Several departments at BlueGrace maintain their own Twitter accounts. Customer service often uses Twitter to field questions and requests. Customers who use that channel never have to wait on hold for a representative or wonder how long it will take to get a reply to an email.
“You will get someone’s attention fast if you tweet at our company page,” McKay says. “As soon as we see it, we’ll say, ‘This person needs something,’ and we’ll send it to the right department immediately.”
Identifying Suppliers @Risk
Companies are also starting to look to social media for help with supply chain strategy. Some see the networks as sources of information they can use to manage supply chain risk.
“For example, if you’re in supplier relationship management, it’s a good practice to follow all your suppliers on Twitter, and have pre-built searches for those suppliers,” Gonzalez says. A rash of complaints from people who have just been laid off could indicate problems in your supplier’s business, telling you it’s time to start searching for a backup source.
Getting Buzzed
Some companies are also trying to mine public social networks for data to support “sentiment analysis,” Gonzalez says. “Is this product creating a lot of buzz? Are people talking about it?” The chatter on social media could prove useful in a demand planning exercise.
Supply chain and logistics executives want to make smarter decisions faster. “There are ways to leverage the speed of information that gets communicated via social networks that can have an impact on your supply chain operations,” Gonzalez says.
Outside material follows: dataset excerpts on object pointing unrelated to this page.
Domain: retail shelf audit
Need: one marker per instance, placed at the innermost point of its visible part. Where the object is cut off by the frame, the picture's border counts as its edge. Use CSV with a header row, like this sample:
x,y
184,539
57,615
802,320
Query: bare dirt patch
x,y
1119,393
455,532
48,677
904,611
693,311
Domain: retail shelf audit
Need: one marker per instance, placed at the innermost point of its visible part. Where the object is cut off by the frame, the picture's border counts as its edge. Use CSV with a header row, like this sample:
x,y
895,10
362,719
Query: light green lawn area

If you have ever seen a video or meme go viral, you understand how quickly information can travel on social media. This force has changed the way many of us conduct our personal lives, and it also holds powerful promise for the way we manage our supply chains.
Friending Social Media
While social media platforms offer compelling benefits, establishing a great relationship with them means you might have to jump these hurdles:
- Too many channels. Hoping to streamline intra-company communications, several years ago the third-party logistics company (3PL) LoadDelivered implemented the enterprise social network (ESN) Yapmo. “It’s an excellent platform, but LoadDelivered was not ready to reap all its benefits at the time,” says Casey Stelletello, marketing coordinator at the Chicago-based firm. “Those platforms work better if you integrate all aspects of communication,” she says. LoadDelivered never went that far. “At the time, we did not incorporate email, thus limiting total utilization of the program. I believe we are ready to readdress that now.”
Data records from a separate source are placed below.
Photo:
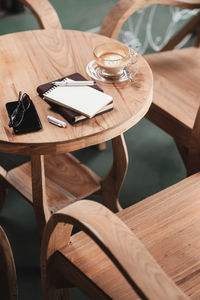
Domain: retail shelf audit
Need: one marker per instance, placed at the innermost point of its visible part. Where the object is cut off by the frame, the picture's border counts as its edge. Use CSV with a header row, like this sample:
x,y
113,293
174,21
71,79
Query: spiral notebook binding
x,y
54,87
- The generation gap. “For Generation Y—people ages 18 to 34—the notion of privacy is fuzzy,” says Tony Martins, president of Tony Martins and Associates, Montreal. Gen Y thrives in the open, non-hierarchal world of social media, “but for older people, privacy stands for power and control,” he adds. That makes social networking a tough sell at some companies, despite its great promise.
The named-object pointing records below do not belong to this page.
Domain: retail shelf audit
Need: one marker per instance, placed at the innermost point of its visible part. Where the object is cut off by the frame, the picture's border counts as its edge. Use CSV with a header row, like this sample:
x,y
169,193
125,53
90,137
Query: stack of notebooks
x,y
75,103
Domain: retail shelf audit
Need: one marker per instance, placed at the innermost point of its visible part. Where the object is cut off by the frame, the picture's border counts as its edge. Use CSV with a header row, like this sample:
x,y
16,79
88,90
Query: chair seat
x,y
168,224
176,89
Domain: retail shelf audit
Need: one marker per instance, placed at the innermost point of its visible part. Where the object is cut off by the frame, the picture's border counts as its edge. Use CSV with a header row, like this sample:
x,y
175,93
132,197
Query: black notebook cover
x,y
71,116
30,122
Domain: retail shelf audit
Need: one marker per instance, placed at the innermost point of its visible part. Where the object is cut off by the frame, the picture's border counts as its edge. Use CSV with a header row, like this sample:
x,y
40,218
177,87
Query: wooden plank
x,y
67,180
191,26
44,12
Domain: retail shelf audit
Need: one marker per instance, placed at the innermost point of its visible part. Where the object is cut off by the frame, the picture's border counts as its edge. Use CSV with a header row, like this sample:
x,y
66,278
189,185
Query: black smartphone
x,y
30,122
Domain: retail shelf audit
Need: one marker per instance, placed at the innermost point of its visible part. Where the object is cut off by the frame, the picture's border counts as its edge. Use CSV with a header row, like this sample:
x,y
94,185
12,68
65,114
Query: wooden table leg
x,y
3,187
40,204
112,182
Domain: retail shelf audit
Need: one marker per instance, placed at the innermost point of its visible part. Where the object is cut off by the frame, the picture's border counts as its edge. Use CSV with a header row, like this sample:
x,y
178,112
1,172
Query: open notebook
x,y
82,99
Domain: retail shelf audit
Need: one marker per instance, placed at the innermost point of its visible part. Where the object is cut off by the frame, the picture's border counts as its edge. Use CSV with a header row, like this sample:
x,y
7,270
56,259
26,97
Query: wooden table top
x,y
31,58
- Lack of support at the top. Tell executives that you want to use a social media tool “like Facebook,” and they might not take it seriously, advises Nadine Jean-François, director of supply chain management at Valeant Canada in Laval, Quebec. When you implement a social network, educate upper management about how it works, and include them in the groups you create. “They need to have a presence, so they can guide people,” she says. An executive might use a post to steer a conversation in a more constructive direction, or simply to praise a team for doing a great job.